Housing affordability has improved for wealthy, worsened for low-income

With the soaring cost of housing, you wouldn’t think anyone could be further ahead. But for the wealthy, that’s the case.

image: phys.org

That’s what Professor Yushu Zhu of Simon Fraser University found in study of statistics from 1981 to 2016.

Professor Zhu’s study confirmed the obvious: the cost of housing has risen steadily for most people. It’s been especially hard on renters who saw the percentage of income spent on rent rise from 35 to 42 per cent.

However, for high income earners, the percentage of income spent on housing has actually dropped.

While current statistics aren’t available, things are obviously worse for middle and low income families.

For the wealthy, not so much. Even though housing costs have gone up, so has the wealth of Canada’s billionaires according to the Canadian Centre of Policy Alternatives.

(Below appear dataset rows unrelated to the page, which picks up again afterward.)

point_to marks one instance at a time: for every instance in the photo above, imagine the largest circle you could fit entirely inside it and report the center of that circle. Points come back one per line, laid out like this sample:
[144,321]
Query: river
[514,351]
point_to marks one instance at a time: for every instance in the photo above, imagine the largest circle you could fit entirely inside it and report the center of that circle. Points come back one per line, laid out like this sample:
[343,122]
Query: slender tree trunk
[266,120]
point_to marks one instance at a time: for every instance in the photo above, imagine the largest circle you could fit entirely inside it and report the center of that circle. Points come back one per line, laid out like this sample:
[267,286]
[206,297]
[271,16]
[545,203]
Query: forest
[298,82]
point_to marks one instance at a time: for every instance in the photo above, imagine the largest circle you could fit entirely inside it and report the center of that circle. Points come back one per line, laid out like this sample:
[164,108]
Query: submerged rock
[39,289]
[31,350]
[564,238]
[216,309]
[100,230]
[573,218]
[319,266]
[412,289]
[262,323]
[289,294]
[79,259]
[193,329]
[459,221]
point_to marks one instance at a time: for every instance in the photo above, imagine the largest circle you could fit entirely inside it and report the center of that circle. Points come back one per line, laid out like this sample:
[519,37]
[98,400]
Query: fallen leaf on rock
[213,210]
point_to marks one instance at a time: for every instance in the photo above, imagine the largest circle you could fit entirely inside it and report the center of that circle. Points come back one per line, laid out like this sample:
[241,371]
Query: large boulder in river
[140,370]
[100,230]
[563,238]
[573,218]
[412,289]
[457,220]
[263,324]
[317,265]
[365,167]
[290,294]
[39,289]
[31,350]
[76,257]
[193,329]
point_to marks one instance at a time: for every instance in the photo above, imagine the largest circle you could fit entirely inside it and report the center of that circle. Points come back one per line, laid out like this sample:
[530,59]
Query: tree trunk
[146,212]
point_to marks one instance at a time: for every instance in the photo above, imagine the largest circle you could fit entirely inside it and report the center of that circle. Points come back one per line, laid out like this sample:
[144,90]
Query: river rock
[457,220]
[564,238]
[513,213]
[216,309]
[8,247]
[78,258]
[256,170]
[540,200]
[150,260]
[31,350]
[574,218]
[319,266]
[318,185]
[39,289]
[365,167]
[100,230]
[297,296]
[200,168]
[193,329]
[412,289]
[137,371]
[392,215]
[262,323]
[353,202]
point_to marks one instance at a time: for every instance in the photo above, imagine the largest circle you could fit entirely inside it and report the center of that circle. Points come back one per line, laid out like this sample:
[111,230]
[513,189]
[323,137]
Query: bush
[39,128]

Economist Alex Hemingway found that 47 Canadian billionaires now control $270 billion in total wealth at the same time that 5.5 million At the same time, Canadian workers lost their jobs or had more than half of their hours cut during the pandemic.

It’s no accident that there is a shortage of affordable housing.

The shortage of affordable rental units is the result of deliberate government policy starting with the Mulroney Conservatives in the 1990s.

Governments stopped investment in affordable rental units for a number of reasons: strong wage growth from 1996 to 2006 coupled with declining interest rates and modest housing prices enticed more renters into home ownership.

That period also saw a shift in politics in which government off-loaded the building of affordable housing to the private sector.

And the bundling of mortgages into securities meant that housing became part of the stock market. Mortgages were billed as low-risk financial instruments such as mortgage-backed securities, a process called commodification. The Great Recession of 2008 was a consequence of these market-driven neoliberal beliefs says Professor Zhu:

 “Driven by the neoliberal belief in the superiority of the free market, the housing policy in Canada has shifted from a welfare-oriented policy to a market-oriented one over the past four decades, encouraging homeownership, deregulation and private consumption. Housing financialization, the transformation of housing from a human right to an investment opportunity, has been driven by the federal government primarily through financial market deregulation and a financial practice called mortgage securitization.”

But by the mid-2000s, stagnant wages and the growth of low paying jobs along with escalating housing prices pushed people into rentals.

It doesn’t have to be that way. Economist Alex Hemingway says:

“A range of policy tools are available to rein in extreme inequality while simultaneously raising revenue for sustained, long-term public investment in much-needed areas after the pandemic such as seniors and child care, affordable housing and climate change,” he adds.

One policy to help achieve more equality is a wealth tax on the super rich.

We all pay for homelessness. Policing and health care cost more.

The private sector has failed to meet the housing needs of Canadians.